Mais de duas décadas se passaram até eu voltar a molhar meus pés do jeito certo. Andava sem rumo e catava conchas brancas na areia branca. Até lembrei de passar o protetor antes e colocar um boné, mas entrava na água tantas vezes para limpar a areia das conchas que catava. Com isso, também lavava o corpo e esquecia do protetor. Peguei uma insolação que só os banhos de cachoeira fizeram sarar. Andava sozinha pelas ruas, sabendo que estava num lugar seguro. Bebia cachaça, cerveja e caipirinha. Não tinha relógio e não tinha roteiro. Passava os dias ouvindo "Because". Tirei as primeiras fotos pelas quais me orgulhei.

(...)

Namorava nessa época e foi um final de ano quase horrível. O que salvou foi a tempestade, vinda do mar, lá longe, aos poucos alcançando a costa. Via as pessoas fugindo, o vento varrendo cabelos, roupas, rostos e chinelos. Via os raios, ouvia os trovões. Sorria.

No dia seguinte, sol. Andava pela orla e via o resultado: muitas conchas quebradas, muitos siris mortos, mariscos soltos de suas pedras. Um mosaico lindo vindo da fúria.

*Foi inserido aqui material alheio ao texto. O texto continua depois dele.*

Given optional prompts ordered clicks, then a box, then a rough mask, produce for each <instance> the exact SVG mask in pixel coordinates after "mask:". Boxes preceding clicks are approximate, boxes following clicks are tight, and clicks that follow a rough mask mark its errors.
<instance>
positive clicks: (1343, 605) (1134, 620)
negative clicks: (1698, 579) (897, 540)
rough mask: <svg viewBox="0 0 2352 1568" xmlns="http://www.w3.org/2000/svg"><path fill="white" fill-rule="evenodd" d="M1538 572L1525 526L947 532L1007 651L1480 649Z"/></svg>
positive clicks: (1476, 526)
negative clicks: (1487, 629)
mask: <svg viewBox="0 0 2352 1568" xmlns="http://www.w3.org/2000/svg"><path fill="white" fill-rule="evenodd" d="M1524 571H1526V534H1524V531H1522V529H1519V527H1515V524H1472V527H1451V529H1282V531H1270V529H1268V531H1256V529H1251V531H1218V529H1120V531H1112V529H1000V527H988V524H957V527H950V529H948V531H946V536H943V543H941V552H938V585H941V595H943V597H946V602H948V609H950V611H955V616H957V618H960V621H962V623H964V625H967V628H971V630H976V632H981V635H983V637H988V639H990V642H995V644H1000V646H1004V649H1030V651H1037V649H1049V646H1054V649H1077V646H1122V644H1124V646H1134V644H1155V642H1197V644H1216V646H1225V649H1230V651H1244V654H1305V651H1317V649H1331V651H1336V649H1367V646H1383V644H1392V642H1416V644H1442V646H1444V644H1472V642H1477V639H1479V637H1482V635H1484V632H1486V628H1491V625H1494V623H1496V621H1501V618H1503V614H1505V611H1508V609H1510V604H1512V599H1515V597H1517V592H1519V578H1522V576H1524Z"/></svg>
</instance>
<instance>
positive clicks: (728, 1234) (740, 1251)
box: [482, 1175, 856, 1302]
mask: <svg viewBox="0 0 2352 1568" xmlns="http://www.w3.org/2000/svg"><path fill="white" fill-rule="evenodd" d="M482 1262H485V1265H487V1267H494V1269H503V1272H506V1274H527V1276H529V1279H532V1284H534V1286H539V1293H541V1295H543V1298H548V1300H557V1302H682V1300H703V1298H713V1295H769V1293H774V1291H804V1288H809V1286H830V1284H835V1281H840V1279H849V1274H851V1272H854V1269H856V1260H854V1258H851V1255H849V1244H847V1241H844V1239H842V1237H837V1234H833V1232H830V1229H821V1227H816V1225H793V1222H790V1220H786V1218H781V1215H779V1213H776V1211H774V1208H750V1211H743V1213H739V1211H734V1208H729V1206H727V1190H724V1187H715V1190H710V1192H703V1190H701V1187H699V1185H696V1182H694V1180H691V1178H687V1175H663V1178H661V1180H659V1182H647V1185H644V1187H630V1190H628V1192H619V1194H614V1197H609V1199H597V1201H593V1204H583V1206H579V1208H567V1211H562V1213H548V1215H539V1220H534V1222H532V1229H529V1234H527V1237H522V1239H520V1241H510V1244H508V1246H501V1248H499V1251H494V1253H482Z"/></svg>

Não havia fúria alí. Havia apenas natureza.

(...)

Estava frio. O tempo todo, frio. E vento. E pescadores com tarrafas a poucos metros da areia. Conversavam com seu sotaque apressado, enquanto algumas garças e gaivotas esperavam por alguma sobra. Não sei o que pescavam. Eu só queria andar.

No dia seguinte, vento e pés descalços. Sem mergulhos dessa vez. Apenas matando as saudades. Apenas me sentindo em casa. Apenas querendo caminhar pela orla. Esperando sair dali e voltar para uma casa que fosse próxima de lá. De lá ou de qualquer outro lugar igual.

Ribeirão Preto, 06 de setembro de 2019.